Skitouren ist wahrscheinlich eine der intensivsten Arten, die Berge im Winter zu erleben. Fernab von der Massenabfertigung an den Skiliften kann man seinem Hobby beim Skitouren frönen und intensiv die alpine Natur entdecken.

Ski und Felle gehören zur Ausrüstung des 41-Jährigen genauso wie Lawinenpiepser, Lawinensender und Schaufel. Beim Skitouren erlebt man nicht nur die Faszination einer unberührten, stillen Winterlandschaft. Man erkundet auch die eigenen körperlichen Leistungsgrenzen und genießt in der Gruppe das kameradschaftliche Zusammensein.

Wer einmal den Bügel des Skilifts gegen die Felle getauscht hat, wer einmal nach dem mühsamen Aufstieg das Gipfelglück, den Händedruck und das ehrliche, tiefe und kameradschaftliche „Berg Heil“ erlebt hat, wer einmal seine eigene Spur in den weichen, stäubenden, wie tausend Silberkristalle funkelnden Pulverschnee gezeichnet hat, kehrt nicht mehr zur zerfahrenen, vereisten, harten und meist überfüllten Piste zurück: Beim Skitouren erlebt man „das echte Wunder Schnee“.
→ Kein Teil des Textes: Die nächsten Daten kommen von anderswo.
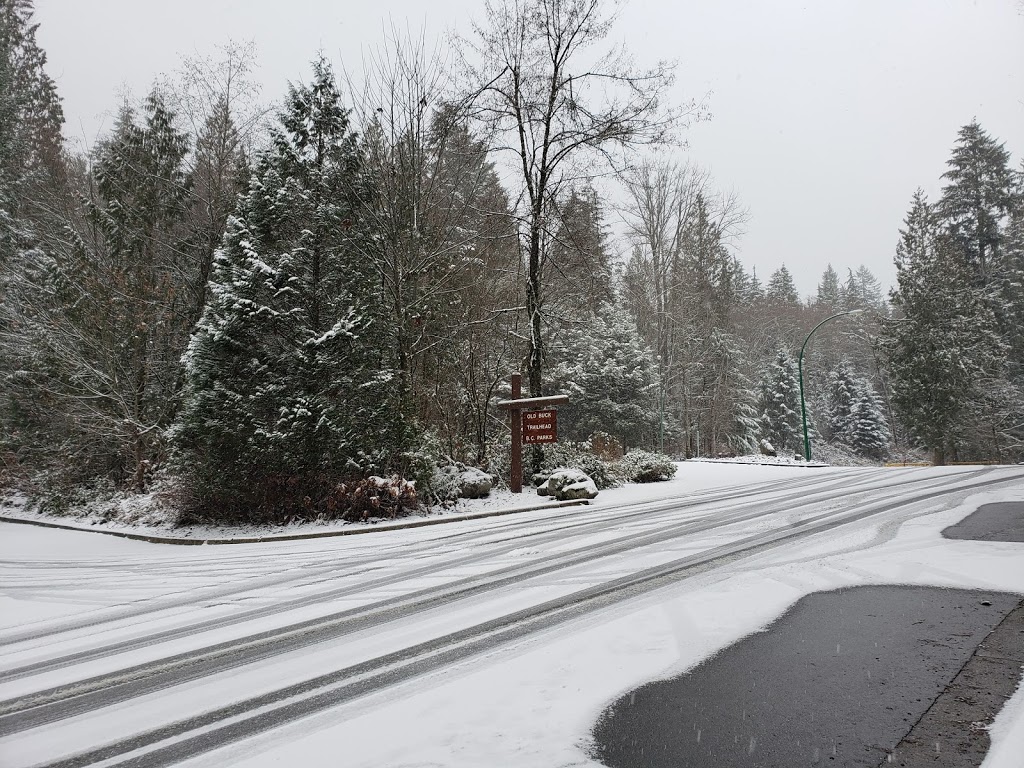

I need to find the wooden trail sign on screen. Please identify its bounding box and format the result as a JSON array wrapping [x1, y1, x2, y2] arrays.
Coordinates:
[[522, 409, 557, 444], [496, 373, 568, 493]]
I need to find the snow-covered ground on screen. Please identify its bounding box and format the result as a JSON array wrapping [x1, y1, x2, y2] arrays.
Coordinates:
[[1, 463, 1023, 768], [0, 459, 815, 541]]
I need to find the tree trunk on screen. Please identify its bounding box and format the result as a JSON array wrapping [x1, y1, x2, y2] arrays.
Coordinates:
[[526, 219, 543, 398]]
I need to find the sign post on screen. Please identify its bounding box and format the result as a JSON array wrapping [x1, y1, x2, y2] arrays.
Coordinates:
[[496, 373, 568, 493]]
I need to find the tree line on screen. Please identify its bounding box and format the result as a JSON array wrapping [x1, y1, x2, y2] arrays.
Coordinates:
[[1, 0, 1021, 522]]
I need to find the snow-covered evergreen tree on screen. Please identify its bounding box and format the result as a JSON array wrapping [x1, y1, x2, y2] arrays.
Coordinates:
[[0, 0, 67, 478], [821, 359, 889, 458], [997, 187, 1024, 381], [847, 384, 889, 459], [757, 347, 803, 454], [172, 58, 401, 519], [706, 329, 760, 454], [815, 265, 841, 310], [883, 190, 1005, 464], [0, 0, 63, 254], [841, 265, 885, 310], [548, 186, 614, 317], [937, 120, 1015, 286], [765, 265, 800, 307], [3, 90, 192, 491], [547, 304, 658, 449], [824, 360, 858, 440]]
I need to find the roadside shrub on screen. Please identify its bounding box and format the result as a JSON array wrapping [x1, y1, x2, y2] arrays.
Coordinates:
[[327, 476, 418, 521], [398, 430, 452, 503], [484, 431, 512, 488], [618, 450, 677, 483], [535, 441, 622, 490], [177, 472, 419, 526]]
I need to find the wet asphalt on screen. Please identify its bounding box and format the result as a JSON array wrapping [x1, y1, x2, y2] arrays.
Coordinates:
[[942, 501, 1024, 542], [591, 586, 1023, 768]]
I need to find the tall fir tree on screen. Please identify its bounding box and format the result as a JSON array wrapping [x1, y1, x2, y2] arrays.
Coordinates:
[[547, 303, 658, 449], [0, 0, 63, 253], [815, 265, 841, 310], [998, 181, 1024, 381], [765, 265, 800, 307], [937, 120, 1015, 286], [841, 265, 885, 310], [883, 190, 1005, 464], [547, 186, 615, 319], [185, 97, 250, 323], [0, 0, 67, 481], [4, 91, 192, 492], [823, 360, 858, 440], [172, 58, 401, 520], [757, 347, 803, 454], [847, 382, 889, 459]]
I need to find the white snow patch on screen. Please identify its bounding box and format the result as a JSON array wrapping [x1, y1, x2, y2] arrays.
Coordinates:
[[983, 673, 1024, 768]]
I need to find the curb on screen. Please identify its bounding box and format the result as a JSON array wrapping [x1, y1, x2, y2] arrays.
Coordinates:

„Auch wenn ich bereits sehr früh einen engen Bezug zur Natur hatte, hat sich dieses Verhältnis weiterentwickelt. Ich habe heute ein intensiveres Verhältnis zur Natur, und ich erlebe bei meinem Sport die Auswirkungen des Klimawandels. Die Bedeutung der Natur ist für mich persönlich gewachsen. Deshalb finde ich es auch enorm wichtig, dass man beim Skitouren abseits der normalen Pisten einige Regeln einhält, um die Natur nicht unnötig zu belasten. Wenn man dies tut, sind Skitouren aus meiner Sicht aber sehr gut mit dem Naturschutz vereinbar, da sie nicht motorisiert sind und keine Infrastruktur verlangen.“

Die Wintermonate muss man nutzen, um diese spannende Sportart direkt vor der Haustür erleben zu können. „Ich kann mich nur ganz schwer eine Woche auf eine Liege in die Sonne legen“, gesteht Stangl. Als Geschäftsführer kann sich Stangl auch im Urlaub nie völlig ausklinken. Die Stunden in den Bergen sind für ihn deshalb Regeneration pur.